LLM

New LLM Reinforcement Learning Framework: UCSD Multi-Agent Training Boosts LLM Tool-Use Capability by 5.8×

Honghao Wang

08 Nov 2025 — 3 min read

Reinforcement Learning Framework for Large Language Model Agents

First Implementation of Universal Multi-Agent Group Reinforcement

---

Background

Numerous studies show that multi-agent workflows with large language models (LLMs) often outperform single-agent systems — even without targeted training.

Yet, most current LLM agent training frameworks are limited to single-agent training, leaving universal multi-agent “group reinforcement” an open problem.

---

Introducing PettingLLMs

Researchers from UCSD and Intel developed PettingLLMs, a generalized multi-agent reinforcement learning framework that supports training multiple LLMs in arbitrary combinations.

Multi-agent LLM systems can significantly boost performance in:

Healthcare
Programming
Scientific research
Embodied AI

---

Core Algorithm: Group Relative Policy Optimization (GRPO)

GRPO has proven effective for large model agent training.

Principle:

Receive the same input prompt
Sample multiple candidate responses
Evaluate them with a reward model
Compute relative advantages within the group

⚠ Key Assumption: All responses are generated from exactly the same context (prompt).

---

Fundamental Challenge in Multi-Agent Environments

In multi-agent, multi-turn tasks:

Prompts evolve differently per agent and turn
Example: In coding tasks, a second-turn prompt may include:
Original question
Code from first turn
Unit tests generated by other agents

If we group responses from different prompts together for advantage calculation, this violates GRPO’s shared context requirement, harming fairness.

---

Solution: Greedy-Search Tree Sampling

Approach:

Each turn: Every agent forms a node with K branches
After branching: Only the highest-reward branch proceeds
Balances exploration vs exploitation

Rewards:

Role-specific rewards + global task rewards
Drives specialized capabilities and cooperation skills

---

Specialization vs Shared Model Strategy

Question: When should agents have specialized models vs a shared model?

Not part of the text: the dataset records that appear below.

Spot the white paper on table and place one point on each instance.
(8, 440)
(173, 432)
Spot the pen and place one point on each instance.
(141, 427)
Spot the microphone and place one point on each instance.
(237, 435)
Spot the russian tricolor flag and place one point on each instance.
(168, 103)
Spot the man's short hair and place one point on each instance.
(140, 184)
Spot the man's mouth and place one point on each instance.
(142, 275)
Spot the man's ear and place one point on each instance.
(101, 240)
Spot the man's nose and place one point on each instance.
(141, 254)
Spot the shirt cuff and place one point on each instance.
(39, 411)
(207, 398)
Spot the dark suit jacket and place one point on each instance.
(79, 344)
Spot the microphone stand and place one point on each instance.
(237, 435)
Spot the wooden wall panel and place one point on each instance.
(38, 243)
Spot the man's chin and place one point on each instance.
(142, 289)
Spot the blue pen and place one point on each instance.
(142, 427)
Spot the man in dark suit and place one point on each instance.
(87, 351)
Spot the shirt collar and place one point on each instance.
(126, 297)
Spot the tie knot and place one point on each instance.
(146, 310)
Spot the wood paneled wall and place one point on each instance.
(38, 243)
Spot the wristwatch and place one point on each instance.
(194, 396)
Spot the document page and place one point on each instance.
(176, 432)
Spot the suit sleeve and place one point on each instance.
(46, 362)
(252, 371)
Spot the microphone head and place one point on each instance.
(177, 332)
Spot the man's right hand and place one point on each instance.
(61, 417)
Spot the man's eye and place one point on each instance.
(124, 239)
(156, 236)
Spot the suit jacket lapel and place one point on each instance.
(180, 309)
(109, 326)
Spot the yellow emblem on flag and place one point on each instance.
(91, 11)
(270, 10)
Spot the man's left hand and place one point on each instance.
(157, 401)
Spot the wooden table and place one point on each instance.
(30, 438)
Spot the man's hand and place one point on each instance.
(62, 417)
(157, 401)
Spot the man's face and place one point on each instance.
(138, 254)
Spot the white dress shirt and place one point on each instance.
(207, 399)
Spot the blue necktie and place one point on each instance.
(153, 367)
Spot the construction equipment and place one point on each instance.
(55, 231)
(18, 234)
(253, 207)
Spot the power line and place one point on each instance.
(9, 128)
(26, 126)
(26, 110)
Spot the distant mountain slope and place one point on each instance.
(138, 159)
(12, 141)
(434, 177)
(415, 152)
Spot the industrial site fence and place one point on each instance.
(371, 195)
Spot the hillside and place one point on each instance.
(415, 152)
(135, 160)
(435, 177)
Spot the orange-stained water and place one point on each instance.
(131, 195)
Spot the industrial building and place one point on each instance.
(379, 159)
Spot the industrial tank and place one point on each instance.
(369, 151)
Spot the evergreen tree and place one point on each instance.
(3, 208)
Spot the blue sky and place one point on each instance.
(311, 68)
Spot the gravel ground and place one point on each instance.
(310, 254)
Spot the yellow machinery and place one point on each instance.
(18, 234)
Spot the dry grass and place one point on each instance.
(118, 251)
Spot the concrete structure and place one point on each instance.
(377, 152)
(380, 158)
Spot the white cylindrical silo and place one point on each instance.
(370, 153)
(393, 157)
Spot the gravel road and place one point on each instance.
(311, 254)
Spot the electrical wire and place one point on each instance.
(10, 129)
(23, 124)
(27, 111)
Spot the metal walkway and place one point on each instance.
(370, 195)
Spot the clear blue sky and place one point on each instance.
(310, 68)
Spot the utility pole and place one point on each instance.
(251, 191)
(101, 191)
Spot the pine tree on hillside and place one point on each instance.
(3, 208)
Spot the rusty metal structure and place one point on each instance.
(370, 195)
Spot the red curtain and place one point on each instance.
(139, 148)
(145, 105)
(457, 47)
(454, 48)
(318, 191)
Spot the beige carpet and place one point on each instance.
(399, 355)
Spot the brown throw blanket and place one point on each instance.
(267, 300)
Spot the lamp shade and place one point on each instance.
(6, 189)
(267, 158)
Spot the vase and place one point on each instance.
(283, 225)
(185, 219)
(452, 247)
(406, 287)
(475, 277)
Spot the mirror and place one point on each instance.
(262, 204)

Implemented System: Asynchronous distributed training:

Training Modes

Specialized Model Mode:
Multiple independent model pools (Pool i, Pool j)
Routing sends Agent i’s data to Pool i → updates Model i only
Shared Model Mode:
Merges all agents’ data into one pool
Updates a shared model for all agents

---

Framework Advantages

PettingLLMs unifies multi-agent cooperation & specialization.

It’s open-source for faster development.

Environment Support:

Developers only need to implement:
Task-specific interaction logic
Reward functions
Built-in environments: mathematics, coding, games
Arbitrary mappings between models and agents
Individual LoRA configurations per agent

---

Real-World Training Results

In Sokoban (long-horizon task), AT-GRPO improved task performance from 14% to 96%.

---

Large-Scale Experiments

Models: Qwen3-1.7B and Qwen3-8B

Tasks:

Planning: Sokoban, Plan-Path
Coding: LiveCodeBench, APPS, CodeContests
Mathematics: AIME 24/25, OlympiadBench

Performance Gains:

Planning: Sokoban +82%, Plan-Path +52.5%
Coding: LiveCodeBench +6.1%, APPS +4.2%, CodeContests +7.0%
Math: AIME 24 +9.0%, AIME 25 +17.9%

---

Ablation Studies

Single-agent training is limited:
Planning/tools single-agent: +6–9% → MAS only +16% total
Role strategy swapping causes collapse:
Accuracy drops from 96% → 6%
Cooperation improves over time:
Sync rewards + fewer rounds required

---

Resources

Paper: https://huggingface.co/papers/2510.11062
GitHub: https://github.com/pettingllms-ai/PettingLLMs

---

Complementary Tools

For deployment and publication, AiToEarn官网 offers:

Open-source AI content monetization platform
Publishing to Douyin, Kwai, WeChat, Bilibili, Xiaohongshu, Facebook, Instagram, LinkedIn, Threads, YouTube, Pinterest, X (Twitter)
Integrated analytics and AI model rankings
Docs: AiToEarn文档
Repo: AiToEarn开源地址

---

Conclusion:

PettingLLMs bridges the gap between single-agent RL training and universal multi-agent group reinforcement — enabling coordinated, specialized, and scalable LLM agent evolution across diverse tasks.

Would you like me to also create a diagram summarizing PettingLLMs’ architecture so it’s easier to grasp the system at a glance? That could make this Markdown even more readable.